Online Program

Yoga for pre-school children in head start programs: Promoting motor and social skill development

Tuesday, November 5, 2013 : 2:30 p.m. - 2:50 p.m.

Margaret O'Neil, PT, PhD, MPH, Department of Physical Therapy and Rehabilitation Sciences, Drexel University, College of Nursing and Health Professions, Philadelphia, PA
Maria Benedetto, DPT, PCS, Department of Physical Therapy and Rehabilitation Sciences, Drexel University, College of Nursing and Health Professions, Philadelphia, PA
Roger Ideishi, JD, OT/L, FOATA, Department of Occupational Therapy, University of the Sciences, Philadelphia, PA
Siobhan Ideishi, OTR/L, Occupational Therapy Services, CORA Services, Philadelphia, PA
Background: Children aged 3-5 years in Head Start Programs often have or are at risk for delays in motor and social skills. A Group Yoga Program was designed to promote skill development.

Methods: Two Head Start Programs located in underserved neighborhoods partnered with physical and occupational therapy departments at nearby universities to design, implement and evaluate a Group Yoga Program delivered during summer. Children (n=105) participated in these Yoga Programs (55% boys; 45% girls). The Yoga Programs included sequences to promote motor and social skills. Sequences were contextualized in stories of journeys to city landmarks to motivate children; improve attention and retention; and for fun! Yoga instructors were therapists, therapy students and teachers.

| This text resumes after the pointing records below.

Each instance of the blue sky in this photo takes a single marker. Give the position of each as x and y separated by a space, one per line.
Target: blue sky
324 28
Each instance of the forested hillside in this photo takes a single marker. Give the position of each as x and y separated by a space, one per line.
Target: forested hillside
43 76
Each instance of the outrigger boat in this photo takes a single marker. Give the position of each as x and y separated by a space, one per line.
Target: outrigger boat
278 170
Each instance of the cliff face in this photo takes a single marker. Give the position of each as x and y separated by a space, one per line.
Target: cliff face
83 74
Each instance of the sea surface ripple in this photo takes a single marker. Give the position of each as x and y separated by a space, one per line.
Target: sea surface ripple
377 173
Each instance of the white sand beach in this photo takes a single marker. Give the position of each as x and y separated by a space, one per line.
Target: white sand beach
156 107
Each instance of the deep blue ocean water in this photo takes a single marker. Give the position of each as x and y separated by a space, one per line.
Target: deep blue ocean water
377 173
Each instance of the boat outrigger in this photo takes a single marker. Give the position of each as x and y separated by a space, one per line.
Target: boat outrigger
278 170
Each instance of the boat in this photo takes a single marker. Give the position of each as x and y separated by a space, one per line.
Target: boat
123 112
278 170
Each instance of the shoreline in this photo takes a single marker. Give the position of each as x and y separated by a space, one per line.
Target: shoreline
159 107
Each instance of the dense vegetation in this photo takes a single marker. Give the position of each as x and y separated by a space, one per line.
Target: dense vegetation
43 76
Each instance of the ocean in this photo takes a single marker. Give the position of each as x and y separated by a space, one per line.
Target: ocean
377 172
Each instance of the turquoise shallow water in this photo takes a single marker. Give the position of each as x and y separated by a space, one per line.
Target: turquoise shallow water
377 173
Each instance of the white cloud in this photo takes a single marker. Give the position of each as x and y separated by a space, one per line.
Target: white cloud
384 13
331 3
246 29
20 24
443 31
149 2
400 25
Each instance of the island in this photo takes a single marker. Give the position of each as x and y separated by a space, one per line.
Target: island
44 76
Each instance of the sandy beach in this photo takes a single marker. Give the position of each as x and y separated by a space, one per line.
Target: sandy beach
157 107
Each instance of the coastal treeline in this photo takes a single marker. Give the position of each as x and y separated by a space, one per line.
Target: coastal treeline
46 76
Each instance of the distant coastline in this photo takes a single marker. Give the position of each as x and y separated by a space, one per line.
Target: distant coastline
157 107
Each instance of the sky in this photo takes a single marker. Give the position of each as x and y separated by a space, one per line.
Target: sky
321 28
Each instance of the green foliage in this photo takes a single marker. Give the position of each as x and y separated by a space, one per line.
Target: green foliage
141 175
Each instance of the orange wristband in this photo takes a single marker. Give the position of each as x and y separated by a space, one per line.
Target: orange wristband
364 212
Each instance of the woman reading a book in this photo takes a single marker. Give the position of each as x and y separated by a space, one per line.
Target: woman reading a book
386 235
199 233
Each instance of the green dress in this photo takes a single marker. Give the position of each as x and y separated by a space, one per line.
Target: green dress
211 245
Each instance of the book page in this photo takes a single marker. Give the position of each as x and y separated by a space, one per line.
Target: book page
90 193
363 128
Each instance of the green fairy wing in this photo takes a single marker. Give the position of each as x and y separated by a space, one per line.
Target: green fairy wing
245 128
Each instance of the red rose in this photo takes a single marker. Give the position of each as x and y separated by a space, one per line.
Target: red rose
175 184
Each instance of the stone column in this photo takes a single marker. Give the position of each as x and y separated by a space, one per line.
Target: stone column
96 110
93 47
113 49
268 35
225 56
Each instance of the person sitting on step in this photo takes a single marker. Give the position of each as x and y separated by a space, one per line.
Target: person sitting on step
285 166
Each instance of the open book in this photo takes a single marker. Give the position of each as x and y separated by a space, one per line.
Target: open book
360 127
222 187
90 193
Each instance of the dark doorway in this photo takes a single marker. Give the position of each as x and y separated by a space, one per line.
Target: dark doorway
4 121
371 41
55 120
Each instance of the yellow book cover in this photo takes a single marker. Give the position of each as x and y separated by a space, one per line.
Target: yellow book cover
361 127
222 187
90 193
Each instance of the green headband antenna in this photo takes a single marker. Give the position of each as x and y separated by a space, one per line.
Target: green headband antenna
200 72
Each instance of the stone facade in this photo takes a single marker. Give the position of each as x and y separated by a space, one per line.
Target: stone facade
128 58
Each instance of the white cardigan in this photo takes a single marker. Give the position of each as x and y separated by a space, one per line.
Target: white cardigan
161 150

Focus groups were conducted with instructors (n=11) to identify themes on Yoga Program feasibility and effectiveness. Some children were measured pre and post Program to evaluate changes in motor (n=38) and social (n=13) skills. Data analysis included mixed methods approaches.

Results: Themes from focus groups suggest that instructors: 1) valued interdisciplinary team approaches, 2) considered the Yoga Program a good fit for Head Start; and 3) observed positive changes in child motor development. Preliminary analyses of child outcome measures suggest that children improved on motor planning and strength but not on behavioral or social-emotional factors.

Conclusion: Yoga Programs using an interdisciplinary model may be feasible and effective to promote motor and social skills in pre-school children in Head Start. However, future studies should evaluate environmental adaptations and Program duration to support child social and motor skill development.

Learning Areas:

Conduct evaluation related to programs, research, and other areas of practice
Implementation of health education strategies, interventions and programs
Other professions or practice related to public health
Planning of health education strategies, interventions, and programs

Learning Objectives:
Describe design, implementation and evaluation of Group Yoga Programs in Head Start. Evaluate the feasibility of a Group Yoga Program in Head Start.

Keyword(s): Child Health Promotion, Children With Special Needs

Presenting author's disclosure statement:

Qualified on the content I am responsible for because: I am an associate professor in child health promotion, child development and children with special health care needs. I conduct research in these areas and design and evaluate health promotion programs to facilitate active, healthy lifestyles in children with special needs. I have presented my research internationally and have published in numerous journals.
Any relevant financial relationships? No

I agree to comply with the American Public Health Association Conflict of Interest and Commercial Support Guidelines, and to disclose to the participants any off-label or experimental uses of a commercial product or service discussed in my presentation.